Aubameyang baru bikin 2 gol dari 7 laga di semua kompetisi. Padahal, dia adalah mesin gol utama Arsenal dalam dua musim terakhir.
Apalah artinya sebuah meriam tanpa ada daya serang atau daya ledak? Anda tentu saja boleh berkelakar kalau menemukan kenyataan tersebut: Apakah meriamnya sedang sembelit?
Tentu saja bukan kebetulan apabila Arsenal, klub London Utara paling masyhur itu, memiliki nama yang identik dengan hal berbau daya serang dan daya letup. Logo mereka saja meriam --sudah semestinya mereka meledak-ledak.
Namun, yang namanya meriam bisa saja mendadak pampat. Karena pampat, daya ledak si meriam pun ternihilkan. Ia tak lagi bekerja seperti khitahnya.
Arsenal, si Meriam London itu, juga sedang pampat.

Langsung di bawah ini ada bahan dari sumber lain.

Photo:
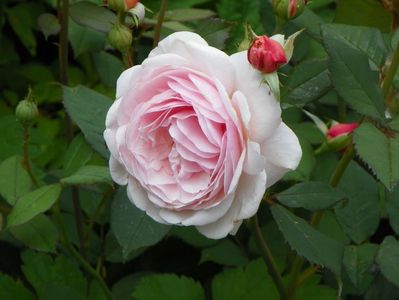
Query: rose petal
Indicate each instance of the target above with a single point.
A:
(283, 153)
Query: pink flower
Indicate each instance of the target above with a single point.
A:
(266, 55)
(196, 137)
(341, 129)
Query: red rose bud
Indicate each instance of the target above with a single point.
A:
(266, 55)
(341, 129)
(288, 9)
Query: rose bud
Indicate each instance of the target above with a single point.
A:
(288, 9)
(266, 54)
(26, 111)
(341, 129)
(121, 5)
(120, 37)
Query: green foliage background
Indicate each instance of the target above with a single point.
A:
(328, 237)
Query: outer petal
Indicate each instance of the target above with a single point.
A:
(283, 153)
(209, 60)
(265, 110)
(222, 227)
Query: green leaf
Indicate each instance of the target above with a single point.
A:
(39, 233)
(308, 82)
(307, 241)
(168, 287)
(14, 180)
(33, 203)
(368, 40)
(50, 277)
(358, 261)
(225, 253)
(89, 175)
(392, 207)
(388, 259)
(380, 152)
(12, 289)
(362, 194)
(92, 15)
(310, 195)
(132, 227)
(77, 155)
(108, 66)
(352, 77)
(251, 282)
(48, 24)
(88, 109)
(84, 39)
(188, 14)
(363, 12)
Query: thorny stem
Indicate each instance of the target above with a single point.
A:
(268, 258)
(26, 160)
(158, 27)
(63, 14)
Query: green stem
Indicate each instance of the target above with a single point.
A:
(26, 160)
(268, 258)
(63, 14)
(158, 27)
(83, 263)
(386, 85)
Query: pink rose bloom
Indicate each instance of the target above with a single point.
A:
(196, 137)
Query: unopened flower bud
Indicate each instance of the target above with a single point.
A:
(288, 9)
(341, 129)
(121, 5)
(138, 13)
(26, 111)
(266, 55)
(120, 37)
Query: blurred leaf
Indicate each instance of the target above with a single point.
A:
(388, 259)
(22, 18)
(352, 77)
(33, 203)
(88, 109)
(358, 261)
(132, 227)
(188, 14)
(251, 282)
(307, 241)
(308, 82)
(191, 236)
(365, 39)
(215, 32)
(392, 207)
(310, 195)
(89, 175)
(363, 12)
(60, 276)
(168, 287)
(92, 15)
(84, 39)
(225, 253)
(379, 151)
(77, 155)
(48, 24)
(14, 180)
(359, 215)
(10, 139)
(12, 289)
(39, 233)
(108, 66)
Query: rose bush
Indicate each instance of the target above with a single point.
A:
(196, 136)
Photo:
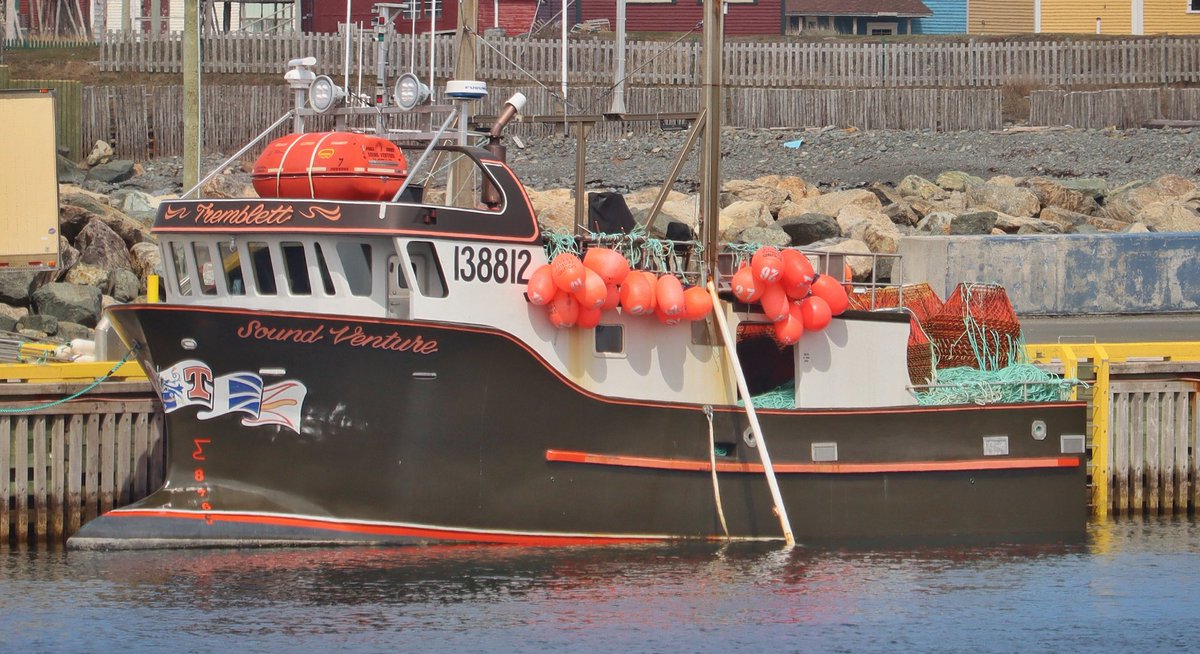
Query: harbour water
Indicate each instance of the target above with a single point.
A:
(1132, 586)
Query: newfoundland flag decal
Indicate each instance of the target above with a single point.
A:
(191, 382)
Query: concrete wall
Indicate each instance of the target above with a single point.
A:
(1066, 275)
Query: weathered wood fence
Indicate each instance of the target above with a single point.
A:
(1156, 453)
(1113, 107)
(147, 121)
(838, 64)
(64, 466)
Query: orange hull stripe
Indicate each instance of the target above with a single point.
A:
(565, 456)
(379, 529)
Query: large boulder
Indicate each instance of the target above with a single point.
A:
(809, 228)
(76, 210)
(1006, 199)
(16, 287)
(1123, 204)
(101, 246)
(147, 259)
(113, 172)
(977, 222)
(125, 286)
(1069, 221)
(766, 235)
(70, 303)
(136, 204)
(957, 180)
(1051, 193)
(916, 186)
(743, 215)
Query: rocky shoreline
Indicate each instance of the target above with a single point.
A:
(835, 190)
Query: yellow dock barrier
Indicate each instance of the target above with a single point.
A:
(1103, 357)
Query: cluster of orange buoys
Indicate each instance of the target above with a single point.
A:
(790, 292)
(576, 292)
(793, 297)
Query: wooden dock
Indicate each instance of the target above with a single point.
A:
(67, 463)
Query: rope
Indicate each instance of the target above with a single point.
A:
(712, 466)
(72, 396)
(1011, 384)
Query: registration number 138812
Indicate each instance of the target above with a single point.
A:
(502, 265)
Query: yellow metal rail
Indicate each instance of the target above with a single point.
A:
(1103, 355)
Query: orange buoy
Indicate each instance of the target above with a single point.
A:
(790, 329)
(610, 264)
(797, 269)
(588, 318)
(774, 303)
(669, 295)
(697, 303)
(563, 311)
(636, 294)
(745, 287)
(828, 289)
(612, 298)
(541, 289)
(594, 291)
(815, 312)
(797, 292)
(568, 273)
(767, 264)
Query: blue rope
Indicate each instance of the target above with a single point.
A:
(72, 396)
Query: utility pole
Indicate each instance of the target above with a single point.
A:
(462, 173)
(191, 93)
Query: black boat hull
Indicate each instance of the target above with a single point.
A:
(408, 435)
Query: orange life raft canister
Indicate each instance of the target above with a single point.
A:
(330, 166)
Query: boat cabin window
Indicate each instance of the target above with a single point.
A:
(297, 267)
(179, 263)
(325, 279)
(231, 261)
(610, 339)
(263, 268)
(427, 269)
(355, 258)
(208, 283)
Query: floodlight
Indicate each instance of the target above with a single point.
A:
(324, 95)
(409, 91)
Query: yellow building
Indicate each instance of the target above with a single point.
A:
(1107, 17)
(1000, 16)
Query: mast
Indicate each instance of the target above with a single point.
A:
(711, 156)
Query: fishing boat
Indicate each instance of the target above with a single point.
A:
(354, 359)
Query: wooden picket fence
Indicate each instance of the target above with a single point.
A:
(1156, 450)
(780, 64)
(144, 123)
(1113, 107)
(66, 465)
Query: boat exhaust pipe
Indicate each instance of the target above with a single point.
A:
(491, 195)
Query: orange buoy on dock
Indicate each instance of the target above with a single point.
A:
(541, 289)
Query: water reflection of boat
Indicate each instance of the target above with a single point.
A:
(370, 371)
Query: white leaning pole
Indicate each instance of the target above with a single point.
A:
(731, 351)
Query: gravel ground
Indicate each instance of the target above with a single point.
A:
(835, 159)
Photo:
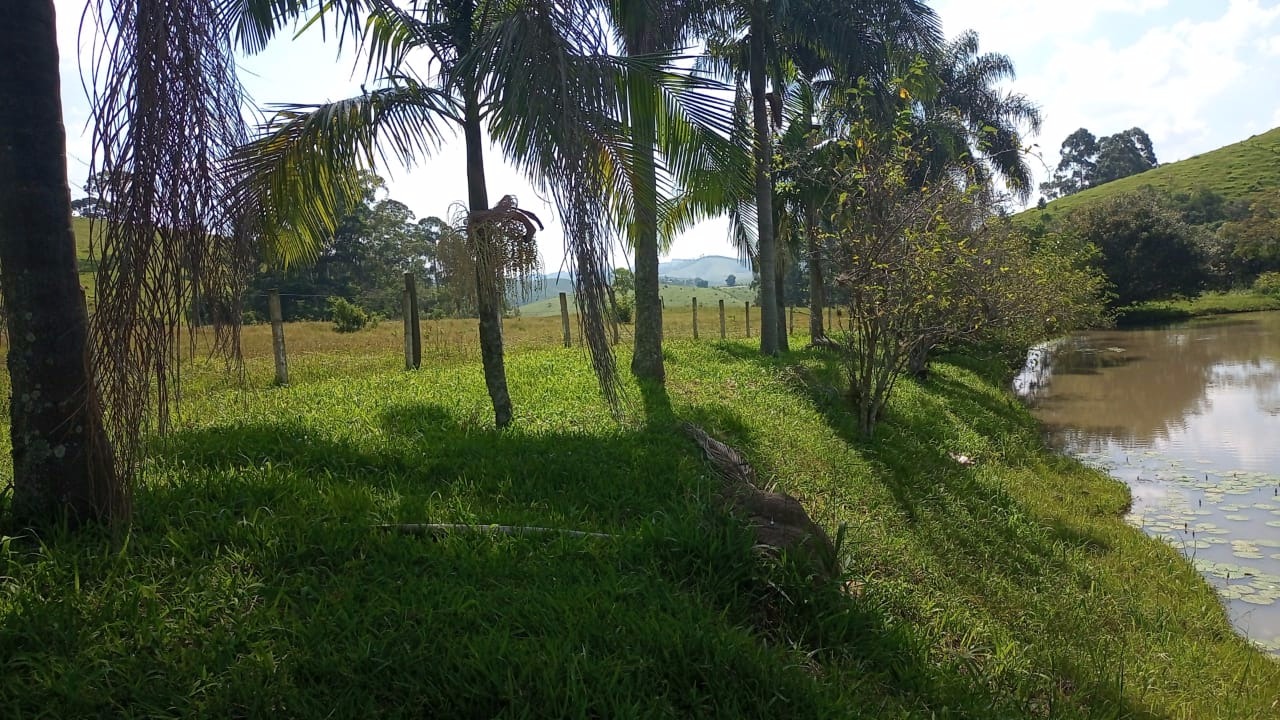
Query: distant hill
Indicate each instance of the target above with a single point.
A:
(677, 278)
(711, 268)
(1235, 172)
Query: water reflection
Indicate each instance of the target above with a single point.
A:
(1189, 417)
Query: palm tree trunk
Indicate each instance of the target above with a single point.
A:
(781, 291)
(817, 300)
(766, 249)
(488, 294)
(647, 360)
(63, 469)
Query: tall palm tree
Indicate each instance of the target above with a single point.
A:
(534, 73)
(759, 39)
(972, 115)
(63, 468)
(690, 146)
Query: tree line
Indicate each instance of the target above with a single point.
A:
(1088, 162)
(1156, 245)
(846, 140)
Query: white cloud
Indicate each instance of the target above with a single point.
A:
(1192, 85)
(1102, 64)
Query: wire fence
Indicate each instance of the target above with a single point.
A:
(446, 340)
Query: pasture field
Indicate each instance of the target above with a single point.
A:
(1237, 172)
(675, 296)
(256, 577)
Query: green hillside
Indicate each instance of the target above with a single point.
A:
(711, 268)
(1235, 172)
(675, 296)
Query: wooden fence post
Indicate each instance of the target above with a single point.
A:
(407, 314)
(282, 361)
(415, 328)
(568, 338)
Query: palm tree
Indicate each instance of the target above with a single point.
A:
(535, 74)
(760, 40)
(690, 145)
(970, 114)
(63, 466)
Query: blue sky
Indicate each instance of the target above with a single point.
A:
(1196, 74)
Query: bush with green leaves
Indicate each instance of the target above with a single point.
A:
(923, 260)
(347, 317)
(1267, 283)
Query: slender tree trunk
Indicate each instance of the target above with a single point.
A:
(62, 461)
(647, 360)
(817, 290)
(766, 249)
(488, 294)
(781, 291)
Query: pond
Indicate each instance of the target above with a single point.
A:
(1189, 417)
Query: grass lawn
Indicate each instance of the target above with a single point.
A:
(255, 579)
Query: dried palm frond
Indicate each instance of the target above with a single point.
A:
(167, 110)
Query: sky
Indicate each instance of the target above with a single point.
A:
(1196, 74)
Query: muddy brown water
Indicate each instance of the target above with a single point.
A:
(1188, 415)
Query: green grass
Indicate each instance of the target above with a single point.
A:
(675, 296)
(254, 579)
(1206, 304)
(1237, 172)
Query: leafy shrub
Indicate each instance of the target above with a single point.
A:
(347, 317)
(1267, 283)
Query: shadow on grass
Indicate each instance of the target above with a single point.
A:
(992, 545)
(256, 578)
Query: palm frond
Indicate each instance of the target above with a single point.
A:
(302, 171)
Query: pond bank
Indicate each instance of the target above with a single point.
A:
(1187, 415)
(1164, 311)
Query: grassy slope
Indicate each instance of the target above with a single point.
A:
(673, 295)
(1211, 302)
(1237, 172)
(255, 582)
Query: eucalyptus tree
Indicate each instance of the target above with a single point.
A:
(757, 41)
(535, 74)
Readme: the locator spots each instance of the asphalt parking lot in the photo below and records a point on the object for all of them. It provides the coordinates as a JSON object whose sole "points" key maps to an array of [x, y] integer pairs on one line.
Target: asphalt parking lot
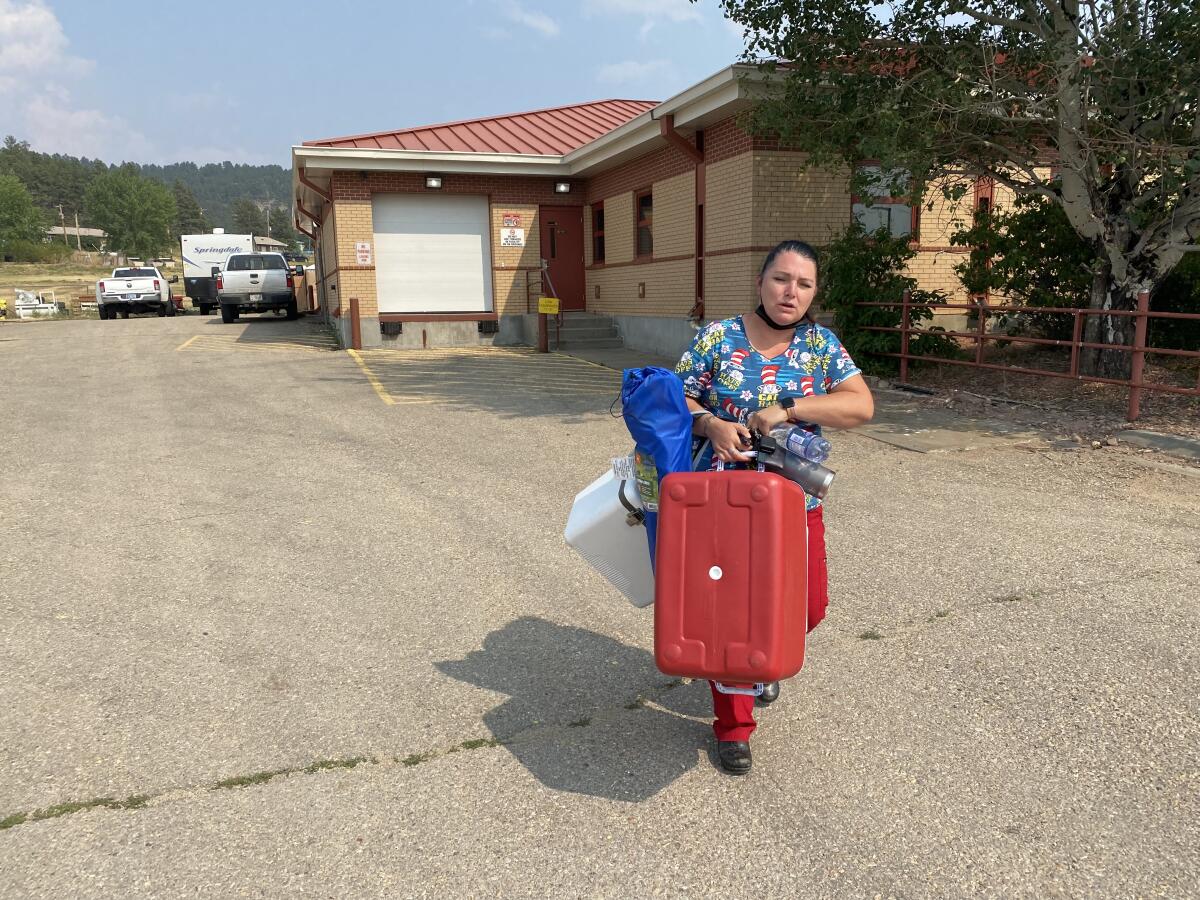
{"points": [[280, 619]]}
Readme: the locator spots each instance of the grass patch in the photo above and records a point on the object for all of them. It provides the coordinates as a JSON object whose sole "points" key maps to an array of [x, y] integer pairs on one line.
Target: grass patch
{"points": [[418, 759], [327, 765], [258, 778], [66, 809], [478, 743], [1017, 597]]}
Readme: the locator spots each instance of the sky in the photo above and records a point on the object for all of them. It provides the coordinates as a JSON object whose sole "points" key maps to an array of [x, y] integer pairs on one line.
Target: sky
{"points": [[205, 82]]}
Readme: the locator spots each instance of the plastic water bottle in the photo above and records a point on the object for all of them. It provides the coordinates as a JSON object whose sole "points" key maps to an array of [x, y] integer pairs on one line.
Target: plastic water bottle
{"points": [[803, 443], [813, 477]]}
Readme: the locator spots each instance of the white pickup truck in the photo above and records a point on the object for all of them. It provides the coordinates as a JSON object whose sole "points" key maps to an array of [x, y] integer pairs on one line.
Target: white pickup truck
{"points": [[256, 282], [135, 289]]}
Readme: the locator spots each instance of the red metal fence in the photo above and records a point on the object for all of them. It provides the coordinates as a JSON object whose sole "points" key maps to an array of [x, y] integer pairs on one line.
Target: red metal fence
{"points": [[1135, 383]]}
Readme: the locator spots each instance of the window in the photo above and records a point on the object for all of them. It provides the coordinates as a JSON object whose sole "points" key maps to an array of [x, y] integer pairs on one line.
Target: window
{"points": [[598, 233], [252, 263], [645, 205], [885, 210]]}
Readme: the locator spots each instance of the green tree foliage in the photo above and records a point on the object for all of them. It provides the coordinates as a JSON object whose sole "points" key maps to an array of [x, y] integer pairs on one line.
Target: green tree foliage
{"points": [[247, 217], [1031, 256], [282, 228], [859, 267], [51, 180], [189, 216], [19, 219], [1003, 89], [219, 185], [135, 211]]}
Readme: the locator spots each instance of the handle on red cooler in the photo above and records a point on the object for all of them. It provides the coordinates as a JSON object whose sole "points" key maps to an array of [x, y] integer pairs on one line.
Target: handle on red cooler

Dari enam pertandingan di Premier League musim ini, baru delapan gol mereka cetak. Memang, jumlah tersebut bukanlah yang terburuk --Manchester City juga memiliki jumlah gol yang sama, kok. Namun, lini depan The Gunners memang sedang tidak baik-baik saja.
Pierre-Emerick Aubameyang, sang produsen gol utama mereka, sedang tumpul-tumpulnya. Baru 2 gol ia buat dari 7 laga di semua kompetisi. Ia bahkan absen mencetak gol dalam lima pertandingan liga beruntun.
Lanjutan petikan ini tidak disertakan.